Water supply to several areas of the national capital was affected on Monday after the Chandrawal and Wazirabad water treatment plants were forced to "stop" operations upon noticing spike in ammonia levels due to dumping of industrial waste in the Yamuna in Haryana.
Chief Minister Arvind Kejriwal, who is also the Delhi Jal Board chairman, said that he was monitoring the situation closely and has directed the DJB to ensure "no part of Delhi goes dry, even if it means diverting water from other plants to Wazirabad".
"High ammonia levels due to industrial waste being dumped into the Yamuna at Panipat has forced Chandrawal and Wazirabad Water Treatment Plants to stop operations," the chief minister tweeted.
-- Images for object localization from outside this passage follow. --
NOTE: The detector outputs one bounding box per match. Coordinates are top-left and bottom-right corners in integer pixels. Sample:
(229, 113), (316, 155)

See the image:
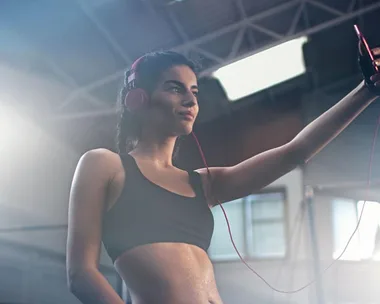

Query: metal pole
(305, 186), (325, 304)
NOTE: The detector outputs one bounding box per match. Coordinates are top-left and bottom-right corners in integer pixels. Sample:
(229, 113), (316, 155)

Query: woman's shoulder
(81, 148), (119, 159)
(77, 148), (123, 178)
(80, 148), (120, 163)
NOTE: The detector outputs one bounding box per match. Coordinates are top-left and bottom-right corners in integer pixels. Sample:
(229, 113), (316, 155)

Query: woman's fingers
(370, 74), (380, 87)
(372, 47), (380, 57)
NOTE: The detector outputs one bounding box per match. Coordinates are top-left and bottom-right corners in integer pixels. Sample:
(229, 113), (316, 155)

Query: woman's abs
(114, 243), (223, 304)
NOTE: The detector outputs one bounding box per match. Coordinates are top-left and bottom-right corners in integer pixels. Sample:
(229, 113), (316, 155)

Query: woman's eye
(193, 91), (199, 97)
(170, 87), (181, 93)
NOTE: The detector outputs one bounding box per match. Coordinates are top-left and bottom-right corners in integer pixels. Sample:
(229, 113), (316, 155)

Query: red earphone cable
(191, 113), (380, 293)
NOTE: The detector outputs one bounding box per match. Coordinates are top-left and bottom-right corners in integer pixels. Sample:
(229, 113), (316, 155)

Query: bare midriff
(114, 242), (223, 304)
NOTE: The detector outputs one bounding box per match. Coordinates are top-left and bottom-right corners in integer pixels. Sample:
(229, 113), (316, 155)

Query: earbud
(124, 56), (149, 112)
(124, 88), (149, 112)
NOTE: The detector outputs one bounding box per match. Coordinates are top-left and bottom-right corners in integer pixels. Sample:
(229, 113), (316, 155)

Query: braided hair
(116, 51), (198, 157)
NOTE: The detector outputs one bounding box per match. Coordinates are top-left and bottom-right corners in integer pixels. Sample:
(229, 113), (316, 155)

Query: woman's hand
(359, 45), (380, 95)
(369, 71), (380, 89)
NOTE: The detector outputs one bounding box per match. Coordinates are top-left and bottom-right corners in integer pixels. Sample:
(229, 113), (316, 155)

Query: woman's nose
(182, 92), (197, 107)
(183, 98), (196, 108)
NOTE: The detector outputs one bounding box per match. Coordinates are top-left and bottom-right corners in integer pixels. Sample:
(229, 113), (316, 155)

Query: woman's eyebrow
(164, 80), (198, 90)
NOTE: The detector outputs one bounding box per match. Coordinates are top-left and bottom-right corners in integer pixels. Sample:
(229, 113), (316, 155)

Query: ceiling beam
(230, 0), (256, 56)
(140, 0), (188, 44)
(62, 0), (380, 107)
(287, 0), (306, 35)
(64, 0), (299, 102)
(305, 0), (344, 17)
(56, 0), (135, 110)
(235, 0), (247, 18)
(198, 0), (380, 76)
(166, 9), (190, 43)
(248, 23), (284, 39)
(47, 59), (106, 110)
(158, 0), (223, 62)
(228, 26), (246, 60)
(76, 0), (132, 64)
(347, 0), (357, 13)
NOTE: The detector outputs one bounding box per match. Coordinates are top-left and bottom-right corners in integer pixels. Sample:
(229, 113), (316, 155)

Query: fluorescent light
(213, 36), (308, 101)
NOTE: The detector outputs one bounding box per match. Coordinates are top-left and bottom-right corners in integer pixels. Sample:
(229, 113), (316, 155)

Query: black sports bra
(102, 153), (214, 263)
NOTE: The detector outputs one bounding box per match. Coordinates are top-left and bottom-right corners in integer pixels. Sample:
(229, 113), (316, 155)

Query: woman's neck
(132, 136), (177, 168)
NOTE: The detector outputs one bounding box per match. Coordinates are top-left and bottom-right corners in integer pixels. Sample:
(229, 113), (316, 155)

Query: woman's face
(145, 64), (199, 136)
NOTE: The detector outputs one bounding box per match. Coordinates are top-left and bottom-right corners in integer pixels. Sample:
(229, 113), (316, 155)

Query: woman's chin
(174, 127), (192, 137)
(185, 124), (195, 134)
(175, 121), (194, 135)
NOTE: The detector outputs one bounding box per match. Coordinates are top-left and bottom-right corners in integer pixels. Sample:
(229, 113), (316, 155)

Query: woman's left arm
(198, 74), (380, 206)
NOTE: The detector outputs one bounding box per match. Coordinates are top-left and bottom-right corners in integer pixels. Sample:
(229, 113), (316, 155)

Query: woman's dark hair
(116, 51), (198, 158)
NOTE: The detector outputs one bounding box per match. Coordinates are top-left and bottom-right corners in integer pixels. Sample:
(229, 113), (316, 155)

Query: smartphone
(354, 24), (379, 73)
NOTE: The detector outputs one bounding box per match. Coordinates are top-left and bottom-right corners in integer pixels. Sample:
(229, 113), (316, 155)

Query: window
(208, 190), (287, 261)
(332, 198), (380, 261)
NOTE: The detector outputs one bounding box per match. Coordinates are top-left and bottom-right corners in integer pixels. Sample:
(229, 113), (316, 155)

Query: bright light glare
(213, 36), (308, 101)
(333, 199), (380, 261)
(0, 105), (24, 151)
(357, 200), (380, 260)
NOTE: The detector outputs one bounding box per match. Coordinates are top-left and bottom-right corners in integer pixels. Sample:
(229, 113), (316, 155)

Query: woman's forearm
(69, 267), (125, 304)
(293, 81), (378, 163)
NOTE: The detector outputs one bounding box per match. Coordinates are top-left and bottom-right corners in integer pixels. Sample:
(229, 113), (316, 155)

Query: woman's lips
(178, 111), (194, 120)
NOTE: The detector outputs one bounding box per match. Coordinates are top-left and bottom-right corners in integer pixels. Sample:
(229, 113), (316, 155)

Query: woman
(66, 50), (380, 304)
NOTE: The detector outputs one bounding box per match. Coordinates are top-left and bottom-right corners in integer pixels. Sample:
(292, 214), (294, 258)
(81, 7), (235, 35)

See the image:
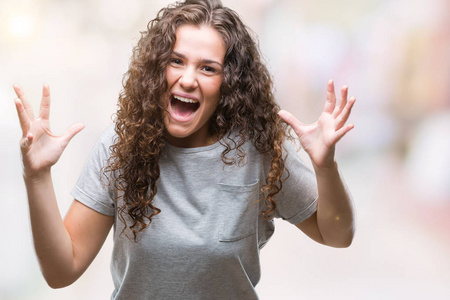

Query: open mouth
(170, 94), (200, 119)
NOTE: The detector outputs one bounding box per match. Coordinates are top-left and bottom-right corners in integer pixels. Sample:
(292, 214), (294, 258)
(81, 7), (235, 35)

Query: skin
(279, 80), (356, 247)
(164, 24), (225, 148)
(13, 84), (113, 288)
(13, 26), (355, 288)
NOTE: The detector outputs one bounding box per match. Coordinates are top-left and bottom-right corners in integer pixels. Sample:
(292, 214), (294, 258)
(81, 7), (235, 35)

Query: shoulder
(98, 124), (117, 145)
(87, 124), (117, 160)
(92, 124), (117, 154)
(282, 138), (299, 152)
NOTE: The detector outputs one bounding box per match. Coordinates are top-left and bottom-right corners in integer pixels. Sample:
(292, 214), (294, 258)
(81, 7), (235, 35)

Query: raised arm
(278, 80), (355, 248)
(14, 84), (113, 288)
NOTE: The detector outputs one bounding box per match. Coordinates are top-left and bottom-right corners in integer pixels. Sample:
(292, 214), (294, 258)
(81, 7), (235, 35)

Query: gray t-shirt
(71, 125), (318, 300)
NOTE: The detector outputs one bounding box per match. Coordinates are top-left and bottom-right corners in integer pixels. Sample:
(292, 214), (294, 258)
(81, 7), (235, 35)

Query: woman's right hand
(13, 84), (85, 178)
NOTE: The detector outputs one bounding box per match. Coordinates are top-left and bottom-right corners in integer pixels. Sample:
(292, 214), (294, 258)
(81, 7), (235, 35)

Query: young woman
(13, 0), (355, 299)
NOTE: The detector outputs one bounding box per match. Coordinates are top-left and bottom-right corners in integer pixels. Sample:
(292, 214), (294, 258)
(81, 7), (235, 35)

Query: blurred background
(1, 0), (449, 299)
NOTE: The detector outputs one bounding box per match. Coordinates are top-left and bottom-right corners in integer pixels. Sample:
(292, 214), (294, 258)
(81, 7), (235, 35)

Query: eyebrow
(172, 51), (223, 67)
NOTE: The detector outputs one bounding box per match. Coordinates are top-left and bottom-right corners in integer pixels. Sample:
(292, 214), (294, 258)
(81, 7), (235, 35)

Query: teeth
(173, 95), (198, 104)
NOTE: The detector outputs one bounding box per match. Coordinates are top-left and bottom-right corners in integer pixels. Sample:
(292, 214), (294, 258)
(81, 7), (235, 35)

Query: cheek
(166, 67), (178, 85)
(206, 92), (221, 116)
(207, 77), (223, 98)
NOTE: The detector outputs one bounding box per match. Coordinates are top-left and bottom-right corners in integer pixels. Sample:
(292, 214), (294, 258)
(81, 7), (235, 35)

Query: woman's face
(164, 24), (226, 148)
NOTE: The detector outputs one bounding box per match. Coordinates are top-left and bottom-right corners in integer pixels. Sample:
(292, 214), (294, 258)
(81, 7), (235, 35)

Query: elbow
(38, 258), (82, 289)
(334, 228), (355, 248)
(45, 277), (72, 289)
(325, 227), (355, 248)
(326, 236), (353, 248)
(334, 237), (353, 248)
(43, 272), (77, 289)
(46, 278), (75, 289)
(47, 282), (68, 290)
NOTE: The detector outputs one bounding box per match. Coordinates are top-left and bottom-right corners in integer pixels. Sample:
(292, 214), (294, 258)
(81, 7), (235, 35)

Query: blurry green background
(1, 0), (449, 299)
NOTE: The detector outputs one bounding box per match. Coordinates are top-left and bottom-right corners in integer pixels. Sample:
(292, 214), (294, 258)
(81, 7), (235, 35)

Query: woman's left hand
(278, 80), (355, 170)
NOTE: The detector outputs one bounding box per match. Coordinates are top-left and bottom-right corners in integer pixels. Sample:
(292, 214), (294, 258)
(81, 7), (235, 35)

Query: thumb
(278, 110), (304, 134)
(61, 122), (85, 148)
(20, 132), (34, 149)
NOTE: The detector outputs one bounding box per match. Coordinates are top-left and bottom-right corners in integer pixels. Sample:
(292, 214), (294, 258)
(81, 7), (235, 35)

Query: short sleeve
(272, 141), (318, 225)
(71, 125), (117, 216)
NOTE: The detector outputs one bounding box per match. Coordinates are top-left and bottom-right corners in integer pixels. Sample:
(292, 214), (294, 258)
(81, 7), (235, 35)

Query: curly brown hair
(104, 0), (289, 240)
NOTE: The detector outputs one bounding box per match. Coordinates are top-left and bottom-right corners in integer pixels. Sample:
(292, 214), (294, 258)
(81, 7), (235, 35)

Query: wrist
(313, 161), (338, 175)
(23, 168), (52, 184)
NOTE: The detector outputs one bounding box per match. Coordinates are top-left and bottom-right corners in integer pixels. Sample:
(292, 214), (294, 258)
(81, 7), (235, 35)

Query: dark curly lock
(104, 0), (289, 240)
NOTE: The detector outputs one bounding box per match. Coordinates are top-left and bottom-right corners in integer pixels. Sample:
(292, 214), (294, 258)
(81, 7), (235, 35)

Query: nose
(178, 67), (198, 90)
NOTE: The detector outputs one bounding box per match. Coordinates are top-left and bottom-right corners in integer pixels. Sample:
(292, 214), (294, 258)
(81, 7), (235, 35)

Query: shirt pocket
(217, 180), (260, 242)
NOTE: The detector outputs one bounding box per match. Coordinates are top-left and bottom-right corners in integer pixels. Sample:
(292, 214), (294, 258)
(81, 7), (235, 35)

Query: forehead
(173, 24), (226, 63)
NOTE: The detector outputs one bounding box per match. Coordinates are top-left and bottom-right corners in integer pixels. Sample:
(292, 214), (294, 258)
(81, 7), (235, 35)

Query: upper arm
(63, 200), (114, 280)
(295, 211), (325, 245)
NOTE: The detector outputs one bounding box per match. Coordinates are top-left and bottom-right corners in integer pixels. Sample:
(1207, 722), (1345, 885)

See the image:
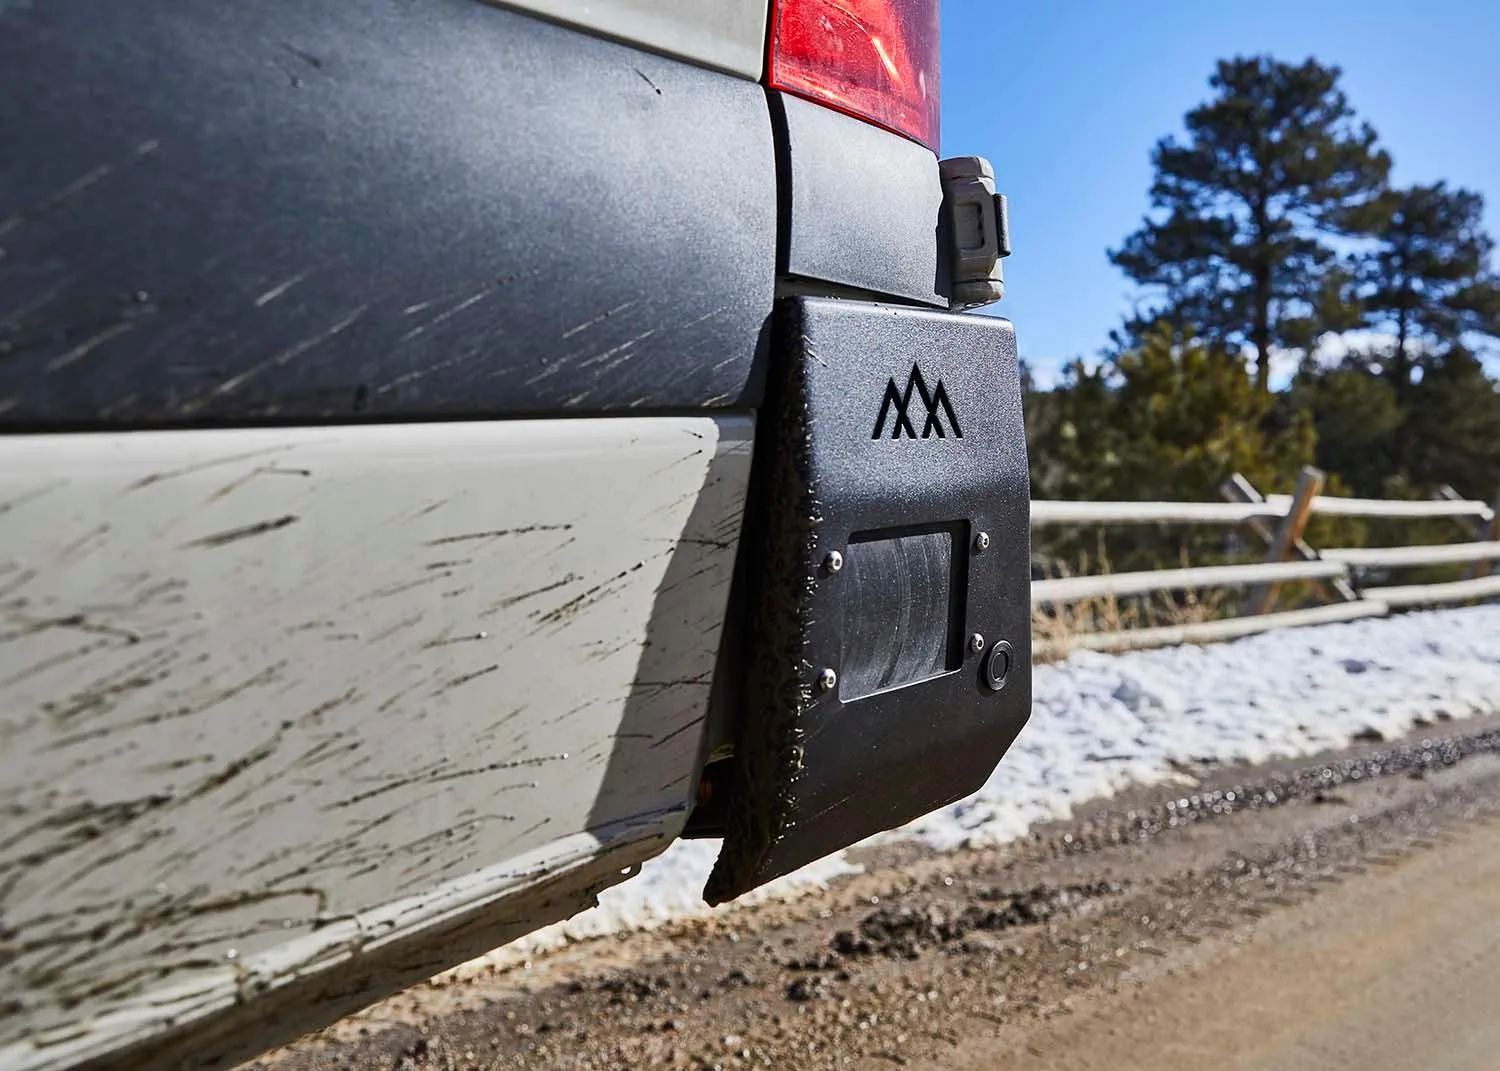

He said the Haryana government has given the assurance that it would release additional water in the river soon to dilute the ammonia concentration.
The DJB, in a statement, said discharge of high level of pollutants in the Yamuna in Haryana impacted operations at Wazirabad, Chandrawal and Okhla water treatment plants.
The ammonia level in the Yamuna increased to 3.2 mg/litre on Monday morning.
As a result of continuous efforts to rationalize water supply, all three water treatment plants in Wazirabad are running at their full capacity and the ammonia level in Yamuna has decreased to 1.6 mg/l, the DJB said.
Water will be available at low pressure for a few more days, or till the situation becomes completely normal. The affected areas include parts of Northeast Delhi, West Delhi, North Delhi, Central Delhi, South Delhi, including Delhi Cantt, and New Delhi Municipal Council areas.
"The public is advised to make judicious use of water tankers," the DJB said.